Redundancy is genuine when the employee’s position eases to exist. This generally occurs in one of the following ways:
- A decline in available work;
- Restructuring, including contracting out work;
- Sale or transfer of the employer’s business.
It must be remembered that a redundancy is actually a dismissal because the employment relationship is terminated by the employer, albeit most employment agreements deal with it separately because it is not a disciplinary action. Once again, an employer must act fairly and reasonably in its dealings with employees and will be required to show:
- The redundancy is for genuine commercial reasons.
- The relevant provisions of the employment agreement have been observed.

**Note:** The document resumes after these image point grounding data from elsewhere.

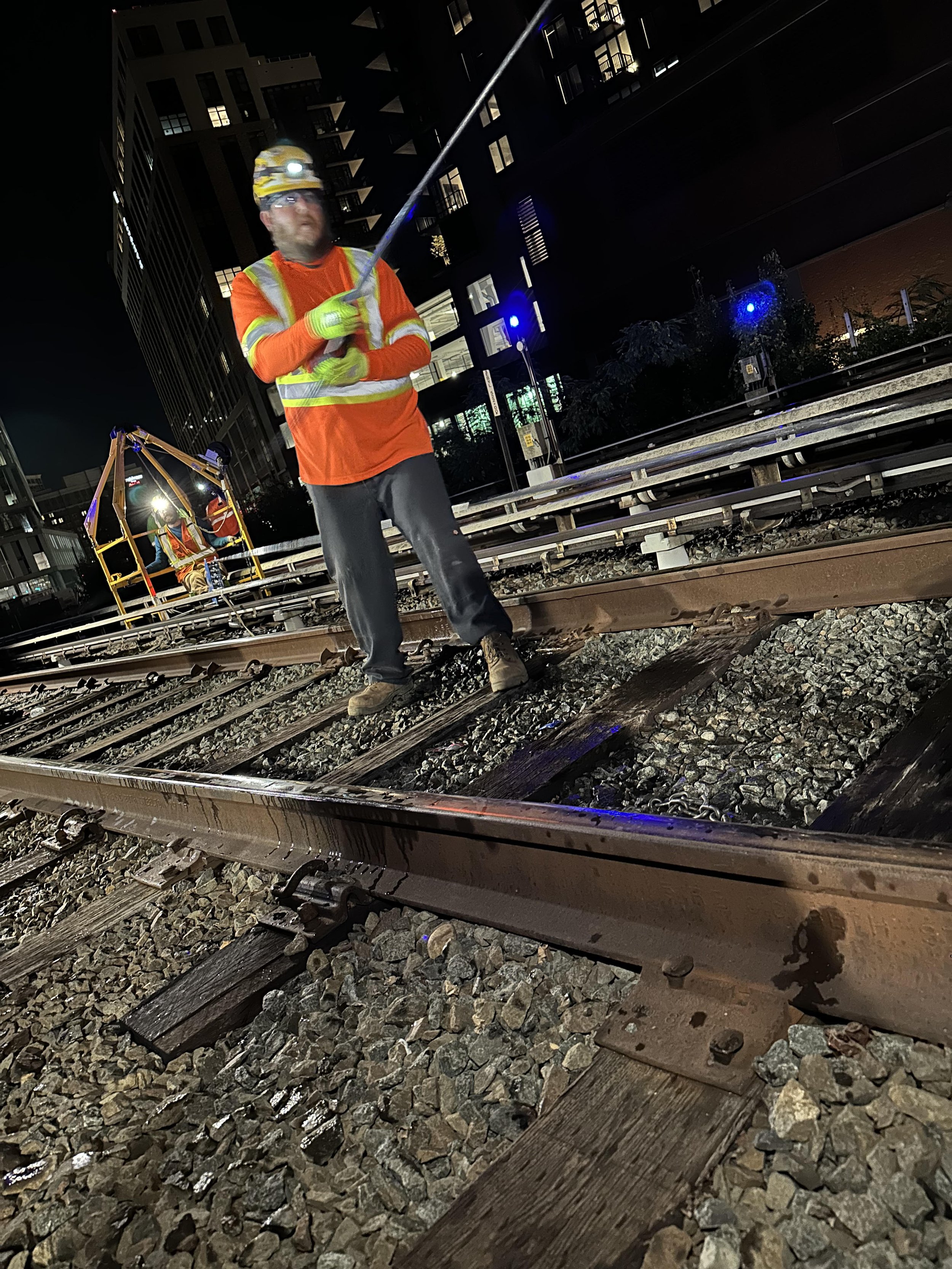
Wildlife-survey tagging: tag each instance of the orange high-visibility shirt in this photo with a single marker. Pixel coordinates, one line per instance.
(342, 434)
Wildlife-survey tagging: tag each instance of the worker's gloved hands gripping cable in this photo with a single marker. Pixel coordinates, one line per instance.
(335, 320)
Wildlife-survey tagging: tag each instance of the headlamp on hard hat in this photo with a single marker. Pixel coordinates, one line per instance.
(281, 171)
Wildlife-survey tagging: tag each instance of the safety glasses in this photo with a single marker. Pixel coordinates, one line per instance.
(295, 196)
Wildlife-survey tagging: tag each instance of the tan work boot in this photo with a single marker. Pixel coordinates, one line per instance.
(379, 696)
(505, 664)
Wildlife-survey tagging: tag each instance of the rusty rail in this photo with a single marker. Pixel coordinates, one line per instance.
(847, 926)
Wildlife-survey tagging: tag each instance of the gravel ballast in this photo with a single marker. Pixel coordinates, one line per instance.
(332, 1131)
(787, 728)
(847, 1165)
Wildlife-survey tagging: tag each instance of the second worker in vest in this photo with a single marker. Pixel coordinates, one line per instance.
(362, 445)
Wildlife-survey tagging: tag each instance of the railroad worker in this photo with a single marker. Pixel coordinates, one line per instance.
(178, 540)
(221, 517)
(362, 445)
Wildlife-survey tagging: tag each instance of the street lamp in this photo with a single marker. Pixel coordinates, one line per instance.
(543, 451)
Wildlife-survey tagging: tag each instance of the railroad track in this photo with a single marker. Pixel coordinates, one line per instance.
(685, 487)
(902, 567)
(733, 928)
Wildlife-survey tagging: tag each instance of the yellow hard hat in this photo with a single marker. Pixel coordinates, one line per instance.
(281, 169)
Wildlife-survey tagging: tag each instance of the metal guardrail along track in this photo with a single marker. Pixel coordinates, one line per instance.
(871, 412)
(898, 568)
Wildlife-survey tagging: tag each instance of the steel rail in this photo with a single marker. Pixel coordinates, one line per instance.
(857, 573)
(817, 489)
(848, 926)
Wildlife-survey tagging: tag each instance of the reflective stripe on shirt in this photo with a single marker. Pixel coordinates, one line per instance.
(303, 390)
(409, 328)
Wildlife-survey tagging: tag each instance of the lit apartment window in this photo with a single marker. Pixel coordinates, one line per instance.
(615, 56)
(440, 315)
(483, 294)
(225, 277)
(569, 84)
(169, 107)
(532, 231)
(451, 191)
(597, 13)
(460, 14)
(173, 125)
(447, 362)
(495, 337)
(501, 154)
(556, 36)
(490, 111)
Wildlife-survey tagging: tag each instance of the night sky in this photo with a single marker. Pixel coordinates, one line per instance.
(72, 367)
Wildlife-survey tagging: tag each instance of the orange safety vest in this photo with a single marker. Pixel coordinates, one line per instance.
(223, 518)
(192, 542)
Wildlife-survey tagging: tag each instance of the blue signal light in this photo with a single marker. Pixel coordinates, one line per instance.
(756, 305)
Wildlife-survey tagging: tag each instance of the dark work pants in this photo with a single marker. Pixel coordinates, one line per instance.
(411, 494)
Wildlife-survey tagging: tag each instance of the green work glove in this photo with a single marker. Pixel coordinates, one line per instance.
(335, 372)
(333, 319)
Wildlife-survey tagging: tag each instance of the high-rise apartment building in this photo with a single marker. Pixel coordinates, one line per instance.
(628, 142)
(191, 111)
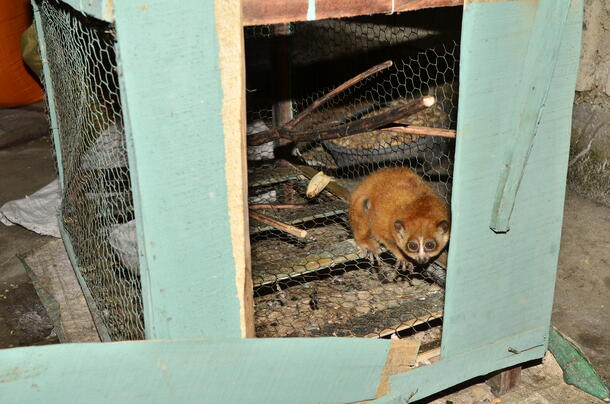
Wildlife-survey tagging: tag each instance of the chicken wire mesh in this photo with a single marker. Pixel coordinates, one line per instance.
(97, 206)
(322, 284)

- The employer has acted fairly and sensitively in the way the redundancy was carried out.
- That the action was what a fair and reasonable employer would have done in all the circumstances.
An employer is not entitled to use redundancy as a way of dismissing someone for reasons relating to the employee personally, such as concerns about the employee’s performance or reliability.
Under the Employment Relations Act 2000, a duty to act in “good faith” extends to consultation between employers and employees:
- About how changes to the employer’s business may affect employees;
- Concerning any proposal by an employer which might impact on employees, including contracting out work or sale or transfer of all or part of the employer’s business.
Where an employment agreement does not have specific terms about redundancy, a fair redundancy process will usually involve an employer:
- Making decisions on the basis of fair selection criteria;
- Providing affected staff with information about the proposed redundancy and disclosing selection criteria;
- Interviewing affected staff and listening to their views on the proposal and any comments on how they fit the selection criteria;
- Providing reasonable notice of redundancy (generally no more than one month will be required, though this will depend on the particular circumstances);
- Providing counselling, career and financial advice and retraining, where appropriate.
Practical considerations, such as urgency, can mean not all of these criteria will be required. Each case will depend on its own facts.
Redundancy compensation must be paid in accordance with any relevant provision in the employment agreement.
Where the agreement states it is not payable then the employee clearly has no entitlement to compensation.
If the employment agreement does not mention redundancy compensation it will only be payable where the circumstances require it, e.g it has been the employer’s past practise to pay and there is no good reason for departing from the practise.